Young people who do not grow up - editorial
We live in very hard times, and for several years, not only now that we have also been affected by a biblical virus. But we have been going out for different decades, much more relaxed, enjoying ourselves, indulgent, which after the demographic boom of the post-war years have seen generations succeed one another at an ever faster pace. These were years in which adults had decided that they could reach for a promising future with more and more children. Then came the movement of '68 (in the USA started a few years earlier) to convince many of those adults that the education of their children would be very different from that suffered by their parents: enough prohibitions, moralisms, obligations, better a ' soft education, not prohibitions but advice, not dogmas but explanations. I will take you into the woods, my little one, but not to abandon you, to take you by the hand and accompany you on the path that you will be free to choose. And if out of ignorance, out of arrogance you make a mistake? It doesn't matter, I'll always be there to take you back, to save you.
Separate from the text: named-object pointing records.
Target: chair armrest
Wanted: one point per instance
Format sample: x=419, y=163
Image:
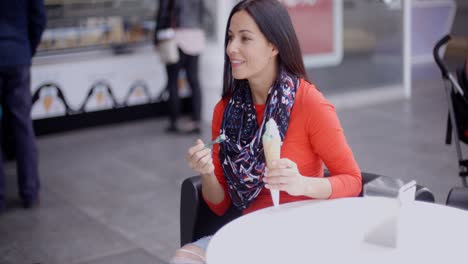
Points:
x=458, y=197
x=196, y=218
x=386, y=184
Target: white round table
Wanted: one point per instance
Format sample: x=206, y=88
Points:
x=335, y=231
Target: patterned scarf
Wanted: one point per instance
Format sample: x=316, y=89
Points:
x=242, y=156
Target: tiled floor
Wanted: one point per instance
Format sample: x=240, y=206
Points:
x=111, y=194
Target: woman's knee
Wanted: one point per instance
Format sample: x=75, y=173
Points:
x=189, y=254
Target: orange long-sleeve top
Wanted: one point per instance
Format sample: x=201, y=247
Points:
x=314, y=137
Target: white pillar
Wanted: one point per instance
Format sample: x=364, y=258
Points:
x=407, y=47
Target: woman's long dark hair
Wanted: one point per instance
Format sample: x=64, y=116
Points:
x=274, y=22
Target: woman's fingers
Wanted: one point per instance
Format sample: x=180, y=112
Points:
x=200, y=158
x=199, y=145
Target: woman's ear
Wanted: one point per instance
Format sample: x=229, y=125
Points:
x=274, y=49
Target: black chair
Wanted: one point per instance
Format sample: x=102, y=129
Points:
x=458, y=197
x=197, y=220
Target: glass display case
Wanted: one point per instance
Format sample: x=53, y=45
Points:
x=76, y=25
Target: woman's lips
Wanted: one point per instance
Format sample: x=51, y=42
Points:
x=236, y=63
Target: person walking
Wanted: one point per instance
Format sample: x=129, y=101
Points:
x=185, y=18
x=22, y=23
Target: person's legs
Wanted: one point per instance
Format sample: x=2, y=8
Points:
x=17, y=93
x=193, y=253
x=191, y=68
x=2, y=176
x=174, y=101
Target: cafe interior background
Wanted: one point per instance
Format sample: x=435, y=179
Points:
x=111, y=176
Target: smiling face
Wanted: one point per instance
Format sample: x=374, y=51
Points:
x=251, y=55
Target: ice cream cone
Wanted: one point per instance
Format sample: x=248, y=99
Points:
x=271, y=140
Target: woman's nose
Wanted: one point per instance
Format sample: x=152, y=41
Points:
x=231, y=48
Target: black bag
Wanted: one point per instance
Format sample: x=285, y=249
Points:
x=460, y=107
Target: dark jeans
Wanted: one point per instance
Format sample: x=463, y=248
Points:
x=190, y=65
x=15, y=95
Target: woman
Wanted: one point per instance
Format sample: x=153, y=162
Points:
x=185, y=17
x=264, y=77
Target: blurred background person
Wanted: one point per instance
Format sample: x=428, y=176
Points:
x=185, y=18
x=22, y=23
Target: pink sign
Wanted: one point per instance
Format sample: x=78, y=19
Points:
x=313, y=21
x=318, y=24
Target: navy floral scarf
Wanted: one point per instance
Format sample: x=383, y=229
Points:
x=242, y=155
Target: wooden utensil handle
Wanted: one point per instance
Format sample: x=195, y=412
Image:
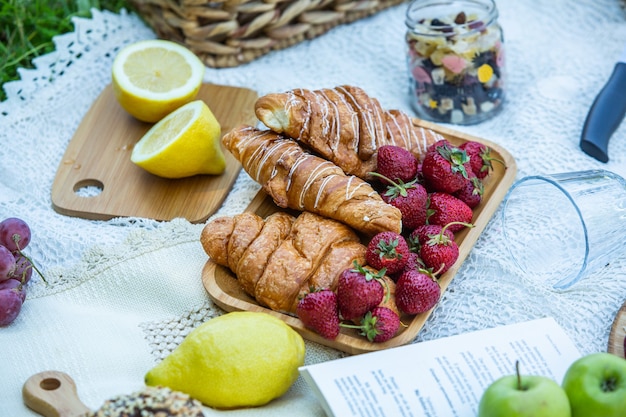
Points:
x=53, y=394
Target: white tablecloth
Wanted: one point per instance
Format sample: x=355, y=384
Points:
x=123, y=293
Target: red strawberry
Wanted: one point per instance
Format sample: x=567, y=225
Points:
x=358, y=291
x=472, y=192
x=413, y=262
x=439, y=252
x=444, y=208
x=387, y=250
x=318, y=311
x=410, y=198
x=378, y=325
x=480, y=158
x=445, y=167
x=424, y=233
x=396, y=163
x=417, y=291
We could not have known, however, that in this way the authority of the family guide-figure was undermined, it seems indispensable for balanced growth. After the 1970s dominated by the threat of a call to arms for the Americans, by internal terrorism for us, we have reached the period of Reaganian hedonism, the reviled '80s with their explosion of vitality. All free even more than before doing what you wanted, right or wrong, happiness was a right to be obtained at any cost, far from moral constraints, relieved of demanding ideologies, all centered on themselves (these are the years of infamous "because I'm worth!"). Meanwhile, more and more names were assigned to the overlapping generations, Baby Boomers, Generation X, Millennials, Generation Z, making even those older than just a decade feel like a bitch.